We used FreeSurfer (freesurfer.net) (49), version 4.5.0, a freely available, widely used, and extensively validated brain MRI analysis software package, to process the structural brain MRI scans and compute global and regional morphological measurements. For vertex-wise heritability analyses of cortical thickness, sulcal depth, curvature, and cortical surface area, we resampled subject-specific measures onto FreeSurfer’s fsaverage representation, which consists of more than 300,000 vertices across the two hemispheres with an intervertex distance of ∼1 mm, and smoothed the coregistered surface maps using a Gaussian kernel with full width at half maximum (FWHM) 20 mm. We also defined a neighborhood structure on the surface mesh for surface-based clustering.

Genetic Analysis.

We used PLINK (pngu.mgh.harvard.edu/purcell/plink/) (50), version 1.07, to preprocess the GSP genome-wide SNP data. Major procedures included sex discrepancy check, removing population outliers, spuriously related subjects, and subjects with low genotype call rate (<97%). Individual markers that contained an ambiguous strand assignment or that did not satisfy the following quality criteria were excluded from the analyses: genotype call rate ≥95%, minor allele frequency (MAF) ≥1%, and Hardy-Weinberg equilibrium of P ≥ 1 × 10⁻⁶; 580,479 SNPs remained for analysis after quality control. We performed a complete linkage clustering of individuals and a multidimensional scaling (MDS) analysis (Fig. S3), based on autosomal genome-wide SNP data in PLINK, to ensure that no clear population stratification and outliers exist in the sample. We used the GCTA toolbox (6), version 1.24.4 (www.complextraitgenomics.com/software/gcta/download.html), to estimate the GRM used in the heritability analyses from all genotyped autosomal SNPs.

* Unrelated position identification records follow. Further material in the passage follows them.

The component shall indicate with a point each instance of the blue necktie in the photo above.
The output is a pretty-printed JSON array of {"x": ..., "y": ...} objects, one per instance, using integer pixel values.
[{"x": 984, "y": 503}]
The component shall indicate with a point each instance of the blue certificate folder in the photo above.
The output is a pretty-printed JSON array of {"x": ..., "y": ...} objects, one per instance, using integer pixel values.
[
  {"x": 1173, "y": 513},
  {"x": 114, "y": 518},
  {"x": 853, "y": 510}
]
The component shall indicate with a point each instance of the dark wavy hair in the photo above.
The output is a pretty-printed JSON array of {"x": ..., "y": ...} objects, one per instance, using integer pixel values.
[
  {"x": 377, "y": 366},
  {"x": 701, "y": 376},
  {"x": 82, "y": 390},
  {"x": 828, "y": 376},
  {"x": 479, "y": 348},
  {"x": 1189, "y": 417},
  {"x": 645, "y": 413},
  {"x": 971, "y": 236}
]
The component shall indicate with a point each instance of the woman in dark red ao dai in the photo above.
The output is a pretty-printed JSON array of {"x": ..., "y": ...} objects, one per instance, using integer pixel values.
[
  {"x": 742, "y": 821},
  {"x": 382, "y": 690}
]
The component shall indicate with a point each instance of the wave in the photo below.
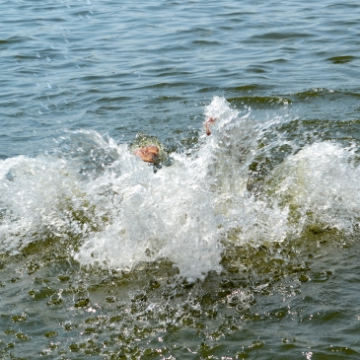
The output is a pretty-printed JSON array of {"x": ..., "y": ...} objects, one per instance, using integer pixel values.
[{"x": 246, "y": 184}]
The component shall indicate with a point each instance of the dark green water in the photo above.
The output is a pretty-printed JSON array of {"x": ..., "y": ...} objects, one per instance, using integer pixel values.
[{"x": 243, "y": 244}]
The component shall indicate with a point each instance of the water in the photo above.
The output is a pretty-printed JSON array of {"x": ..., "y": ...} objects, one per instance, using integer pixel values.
[{"x": 243, "y": 244}]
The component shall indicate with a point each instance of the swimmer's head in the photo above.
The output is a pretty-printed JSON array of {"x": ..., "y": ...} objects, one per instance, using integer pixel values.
[{"x": 148, "y": 153}]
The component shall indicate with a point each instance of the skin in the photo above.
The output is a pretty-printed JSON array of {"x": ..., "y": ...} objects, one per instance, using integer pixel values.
[
  {"x": 148, "y": 153},
  {"x": 208, "y": 123}
]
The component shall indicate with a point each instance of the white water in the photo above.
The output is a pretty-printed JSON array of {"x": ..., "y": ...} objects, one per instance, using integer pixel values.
[{"x": 124, "y": 213}]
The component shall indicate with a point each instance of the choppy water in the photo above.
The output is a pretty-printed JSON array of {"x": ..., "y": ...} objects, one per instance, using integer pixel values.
[{"x": 244, "y": 244}]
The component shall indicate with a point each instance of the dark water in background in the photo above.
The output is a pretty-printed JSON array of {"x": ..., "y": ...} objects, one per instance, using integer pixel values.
[{"x": 246, "y": 247}]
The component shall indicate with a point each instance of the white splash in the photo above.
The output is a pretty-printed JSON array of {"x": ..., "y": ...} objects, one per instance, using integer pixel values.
[{"x": 124, "y": 213}]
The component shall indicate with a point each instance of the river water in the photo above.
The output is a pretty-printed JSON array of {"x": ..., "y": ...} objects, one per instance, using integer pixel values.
[{"x": 241, "y": 245}]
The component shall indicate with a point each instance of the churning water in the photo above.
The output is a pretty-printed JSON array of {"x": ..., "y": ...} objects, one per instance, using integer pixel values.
[{"x": 241, "y": 244}]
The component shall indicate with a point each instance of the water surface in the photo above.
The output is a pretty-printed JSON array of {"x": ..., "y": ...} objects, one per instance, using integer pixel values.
[{"x": 244, "y": 244}]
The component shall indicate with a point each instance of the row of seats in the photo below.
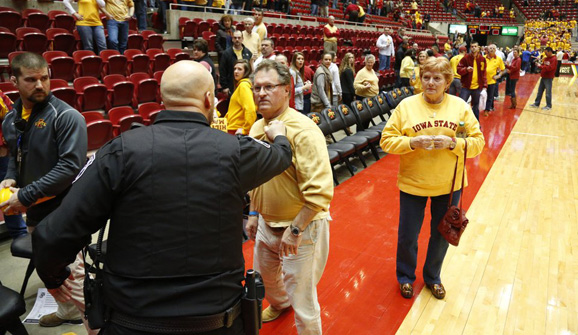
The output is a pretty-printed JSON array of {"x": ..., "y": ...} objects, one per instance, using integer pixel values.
[
  {"x": 360, "y": 113},
  {"x": 120, "y": 119},
  {"x": 87, "y": 63}
]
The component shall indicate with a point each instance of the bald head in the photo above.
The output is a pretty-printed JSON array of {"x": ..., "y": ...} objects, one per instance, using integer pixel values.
[{"x": 188, "y": 86}]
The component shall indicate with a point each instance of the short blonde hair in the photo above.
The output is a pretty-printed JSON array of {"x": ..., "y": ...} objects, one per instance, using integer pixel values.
[{"x": 438, "y": 64}]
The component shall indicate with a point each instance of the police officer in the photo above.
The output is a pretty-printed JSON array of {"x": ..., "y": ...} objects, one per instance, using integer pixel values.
[{"x": 173, "y": 193}]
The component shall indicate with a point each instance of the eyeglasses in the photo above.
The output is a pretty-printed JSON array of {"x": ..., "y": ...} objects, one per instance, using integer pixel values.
[{"x": 268, "y": 88}]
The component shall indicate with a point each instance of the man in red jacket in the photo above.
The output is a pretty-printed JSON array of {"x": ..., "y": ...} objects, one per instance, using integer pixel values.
[
  {"x": 548, "y": 70},
  {"x": 472, "y": 69}
]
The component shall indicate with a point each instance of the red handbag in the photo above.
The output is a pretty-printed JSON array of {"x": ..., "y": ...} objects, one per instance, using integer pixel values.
[{"x": 454, "y": 222}]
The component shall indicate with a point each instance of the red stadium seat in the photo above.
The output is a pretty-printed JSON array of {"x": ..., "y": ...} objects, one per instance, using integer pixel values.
[
  {"x": 61, "y": 39},
  {"x": 99, "y": 132},
  {"x": 148, "y": 111},
  {"x": 122, "y": 118},
  {"x": 120, "y": 90},
  {"x": 61, "y": 65},
  {"x": 138, "y": 61},
  {"x": 91, "y": 95},
  {"x": 145, "y": 88}
]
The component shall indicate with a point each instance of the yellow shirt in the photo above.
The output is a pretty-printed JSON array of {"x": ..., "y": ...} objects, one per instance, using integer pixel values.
[
  {"x": 118, "y": 8},
  {"x": 26, "y": 113},
  {"x": 307, "y": 182},
  {"x": 423, "y": 172},
  {"x": 475, "y": 85},
  {"x": 454, "y": 63},
  {"x": 242, "y": 112},
  {"x": 492, "y": 66},
  {"x": 89, "y": 10}
]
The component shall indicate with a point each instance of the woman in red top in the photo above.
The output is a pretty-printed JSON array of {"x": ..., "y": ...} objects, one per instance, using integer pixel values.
[{"x": 514, "y": 73}]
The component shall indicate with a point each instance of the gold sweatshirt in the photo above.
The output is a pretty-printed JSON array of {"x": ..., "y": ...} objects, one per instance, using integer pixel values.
[
  {"x": 429, "y": 172},
  {"x": 307, "y": 182}
]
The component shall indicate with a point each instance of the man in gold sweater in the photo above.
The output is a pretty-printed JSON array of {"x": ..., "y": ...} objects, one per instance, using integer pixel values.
[{"x": 289, "y": 214}]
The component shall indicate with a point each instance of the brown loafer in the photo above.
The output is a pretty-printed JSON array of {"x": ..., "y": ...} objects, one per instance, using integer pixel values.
[
  {"x": 437, "y": 290},
  {"x": 406, "y": 290}
]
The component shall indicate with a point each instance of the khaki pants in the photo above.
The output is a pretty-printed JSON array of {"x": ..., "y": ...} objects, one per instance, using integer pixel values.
[{"x": 292, "y": 280}]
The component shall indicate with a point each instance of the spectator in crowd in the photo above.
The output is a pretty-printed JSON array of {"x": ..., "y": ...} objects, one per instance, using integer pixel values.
[
  {"x": 121, "y": 12},
  {"x": 230, "y": 56},
  {"x": 416, "y": 79},
  {"x": 472, "y": 69},
  {"x": 201, "y": 54},
  {"x": 158, "y": 280},
  {"x": 407, "y": 72},
  {"x": 323, "y": 7},
  {"x": 399, "y": 55},
  {"x": 301, "y": 85},
  {"x": 47, "y": 141},
  {"x": 547, "y": 73},
  {"x": 259, "y": 26},
  {"x": 267, "y": 52},
  {"x": 14, "y": 223},
  {"x": 242, "y": 112},
  {"x": 514, "y": 74},
  {"x": 330, "y": 36},
  {"x": 347, "y": 77},
  {"x": 427, "y": 161},
  {"x": 385, "y": 46},
  {"x": 88, "y": 23},
  {"x": 224, "y": 38},
  {"x": 494, "y": 70},
  {"x": 251, "y": 39},
  {"x": 456, "y": 85},
  {"x": 289, "y": 215},
  {"x": 336, "y": 81},
  {"x": 322, "y": 85}
]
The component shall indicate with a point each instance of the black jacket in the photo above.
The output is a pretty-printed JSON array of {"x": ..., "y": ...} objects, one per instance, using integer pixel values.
[
  {"x": 226, "y": 66},
  {"x": 173, "y": 193},
  {"x": 53, "y": 144}
]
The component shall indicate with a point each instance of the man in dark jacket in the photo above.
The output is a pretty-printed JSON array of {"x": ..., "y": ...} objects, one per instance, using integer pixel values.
[
  {"x": 472, "y": 69},
  {"x": 227, "y": 63},
  {"x": 174, "y": 194},
  {"x": 47, "y": 141},
  {"x": 547, "y": 73}
]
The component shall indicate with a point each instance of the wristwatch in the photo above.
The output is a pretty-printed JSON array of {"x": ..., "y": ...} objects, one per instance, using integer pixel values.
[
  {"x": 453, "y": 144},
  {"x": 295, "y": 231}
]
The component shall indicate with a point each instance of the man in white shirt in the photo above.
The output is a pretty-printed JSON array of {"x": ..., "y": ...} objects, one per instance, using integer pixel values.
[
  {"x": 267, "y": 52},
  {"x": 336, "y": 82},
  {"x": 385, "y": 46}
]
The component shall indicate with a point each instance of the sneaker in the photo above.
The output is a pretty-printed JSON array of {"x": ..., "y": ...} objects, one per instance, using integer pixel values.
[
  {"x": 51, "y": 320},
  {"x": 271, "y": 314}
]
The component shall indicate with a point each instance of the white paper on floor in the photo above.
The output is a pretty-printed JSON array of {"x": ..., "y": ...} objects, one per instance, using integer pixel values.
[{"x": 44, "y": 304}]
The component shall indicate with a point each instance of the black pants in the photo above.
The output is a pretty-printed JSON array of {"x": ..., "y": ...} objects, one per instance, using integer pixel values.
[{"x": 114, "y": 329}]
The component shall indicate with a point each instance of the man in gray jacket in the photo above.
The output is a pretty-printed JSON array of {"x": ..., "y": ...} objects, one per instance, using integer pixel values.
[{"x": 47, "y": 141}]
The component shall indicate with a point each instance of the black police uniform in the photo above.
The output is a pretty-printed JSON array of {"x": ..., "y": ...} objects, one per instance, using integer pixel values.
[{"x": 174, "y": 195}]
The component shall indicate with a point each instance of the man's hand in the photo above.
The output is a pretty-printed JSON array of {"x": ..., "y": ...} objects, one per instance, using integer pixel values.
[
  {"x": 422, "y": 141},
  {"x": 8, "y": 183},
  {"x": 274, "y": 129},
  {"x": 251, "y": 227},
  {"x": 62, "y": 294},
  {"x": 289, "y": 243},
  {"x": 442, "y": 142},
  {"x": 13, "y": 205}
]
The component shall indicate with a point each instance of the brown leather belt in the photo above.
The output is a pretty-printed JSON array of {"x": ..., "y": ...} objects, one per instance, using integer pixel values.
[{"x": 179, "y": 325}]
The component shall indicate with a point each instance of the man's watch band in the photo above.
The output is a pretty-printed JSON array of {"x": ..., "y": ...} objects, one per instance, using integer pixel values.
[{"x": 295, "y": 231}]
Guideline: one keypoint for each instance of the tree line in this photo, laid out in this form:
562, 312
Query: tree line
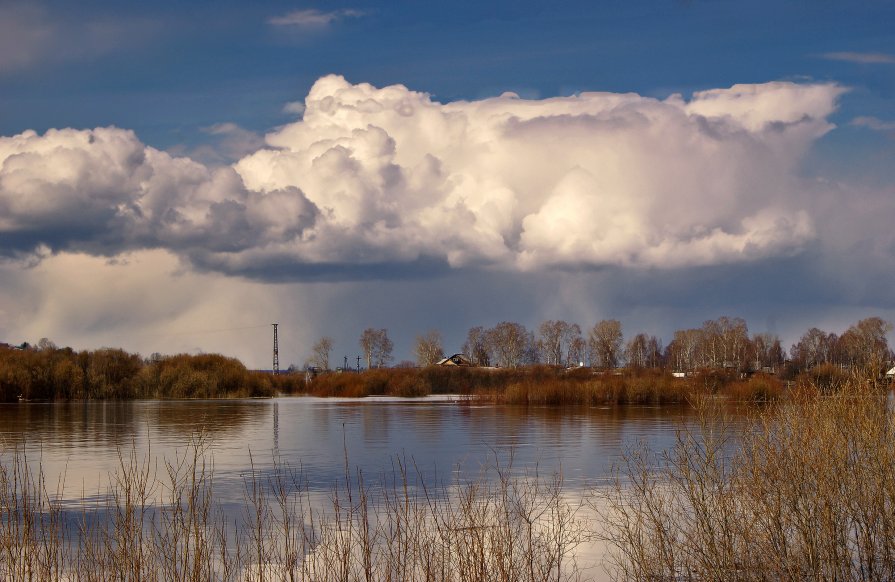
722, 343
45, 372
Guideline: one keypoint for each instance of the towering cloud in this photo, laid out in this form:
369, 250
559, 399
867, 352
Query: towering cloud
388, 180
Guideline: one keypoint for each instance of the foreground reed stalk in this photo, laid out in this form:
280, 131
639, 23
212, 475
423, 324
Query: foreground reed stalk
808, 493
162, 523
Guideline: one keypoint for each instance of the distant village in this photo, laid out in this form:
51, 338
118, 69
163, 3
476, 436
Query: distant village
720, 344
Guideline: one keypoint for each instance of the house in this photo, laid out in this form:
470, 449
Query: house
455, 360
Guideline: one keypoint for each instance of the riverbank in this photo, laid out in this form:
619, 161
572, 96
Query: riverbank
113, 374
802, 490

Heritability Analyses of Brain Imaging Measurements.

For all MEGHA and GCTA analyses of global, regional, and vertex-wise brain imaging measurements, we included age, sex, handedness, scanner group, console group, and coil type as covariates. To account for population substratification, the top five principal components (PCs) of the GRM were also included in the model as nuisance variables. We adjusted for ICV in all of the analyses of cortical/subcortical gray/white matter volume measures, and sulcal depth, curvature, and cortical surface area measures, but not in the cortical thickness analyses because cortical thickness is not correlated with ICV.

Availability.

A MATLAB implementation of MEGHA is available for download at www.massgeneral.org/psychiatry/research/pngu_software.aspx.